CRIO Containers - Uptime Test

In environments where CRIO container engine is used extensively to launch containers and pods, it is essential to monitor the uptime of critical containers launched by the target CRIO engine. By tracking the uptime of each of the containers, administrators can determine what percentage of time a container has been up. In some environments, administrators may schedule periodic reboots of their containers. By knowing that a specific container has been up for an unusually long time, an administrator can easily identify that the scheduled reboot task is not working on a container. The CRIO Containers - Uptime test helps administrators track such irregularities with ease!

Use this test to promptly detect unscheduled reboots and unexpected breaks in the availability of each container on the target CRIO container engine.

Target of the test : A CRIO Container Engine

Agent deploying the test : A containerized agent

Outputs of the test : One set of results for each container available in the CRIO Engine being monitored.

Configurable parameters for the test
Parameter Description

Test Period

How often should the test be executed.

Host

The IP address of the host for which this test is to be configured.

Port

The port number at which the specified host listens. The default is 2379.

Use SUDO

By default, this flag is set to No. This indicates that, by default, this test will report the metrics of this test by executing the crictl command. However, in some highly secure environments, the eG agent install user may not have the permissions to execute this command directly. In such cases, do the following:

  • Edit the SUDOERS file on the target host and append an entry of the following format to it:

    <eG_agent_install_user> ALL=(ALL) NOPASSWD:<Command>

    For instance, if the eG agent install user is eguser, then the entries in the sudoers file should be:

    eguser ALL=(ALL) NOPASSWD: crictl

  • Finally, save the file.
  • Then, when configuring the test using the eG admin interface, set this parameter to Yes.
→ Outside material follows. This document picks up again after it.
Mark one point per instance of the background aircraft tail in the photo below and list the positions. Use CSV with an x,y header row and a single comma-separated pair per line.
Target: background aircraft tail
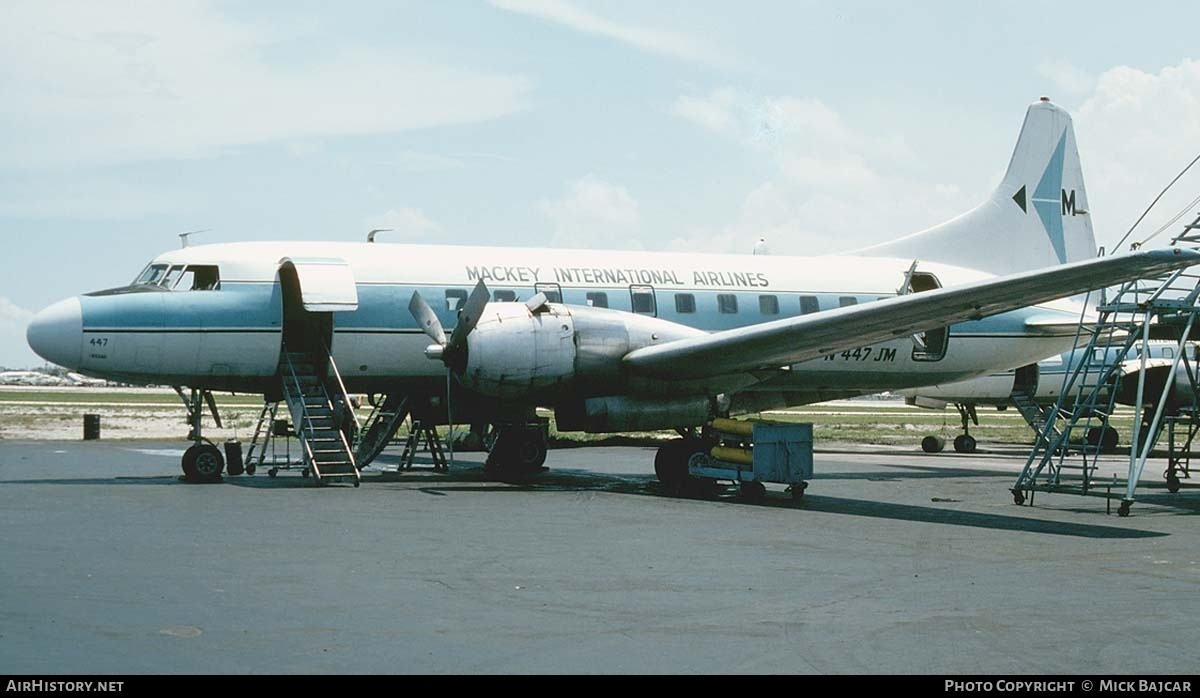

This will enable the eG agent to execute the sudo crictl command  and retrieve the relevant metrics for this test.

DD Frequency

Refers to the frequency with which detailed diagnosis measures are to be generated for this test. The default is 1:1. This indicates that, by default, detailed measures will be generated every time this test runs, and also every time the test detects a problem. You can modify this frequency, if you so desire. Also, if you intend to disable the detailed diagnosis capability for this test, you can do so by specifying none against DD frequency.

Detailed Diagnosis

To make diagnosis more efficient and accurate, the eG Enterprise embeds an optional detailed diagnostic capability. With this capability, the eG agents can be configured to run detailed, more elaborate tests as and when specific problems are detected. To enable the detailed diagnosis capability of this test for a particular server, choose the On option. To disable the capability, click on the Off option.

The option to selectively enabled/disable the detailed diagnosis capability will be available only if the following conditions are fulfilled:

  • The eG manager license should allow the detailed diagnosis capability
  • Both the normal and abnormal frequencies configured for the detailed diagnosis measures should not be 0.
Measurements made by the test
Measurement Description Measurement Unit Interpretation

Has the container been restarted?

Indicates whether/not this container was rebooted.

 

The values reported by this measure and their numeric equivalents are available in the table below:

Measure Value Numeric Value
No 0
Yes 1

Note:

This measure reports the Measure Values listed in the table above while indicating whether /not this container was rebooted. However, in the graph of this measure, the measure is indicated using only the Numeric Values listed in the above table.

For each container, the detailed diagnosis of this measure lists the time, shutdown date, restart date, duration of shutdown, and whether/not each container is in maintenance.

Uptime of the container during the last measure period

Indicates the time duration for which this container has been up since the last time this test ran.

Secs

A low value implies that the container was recently rebooted. From the measure value, you can figure out if the reboot was scheduled or unscheduled.

A high value could indicate that a scheduled reboot has failed.

Total uptime of the container

Indicates the total time that this container has been up since its last reboot.

 

This measure displays the number of years, months, days, hours, minutes and seconds since the last reboot of each container. Administrators may wish to be alerted if a container has been running without a reboot for a very long period. Setting a threshold for this metric allows administrators to determine such conditions.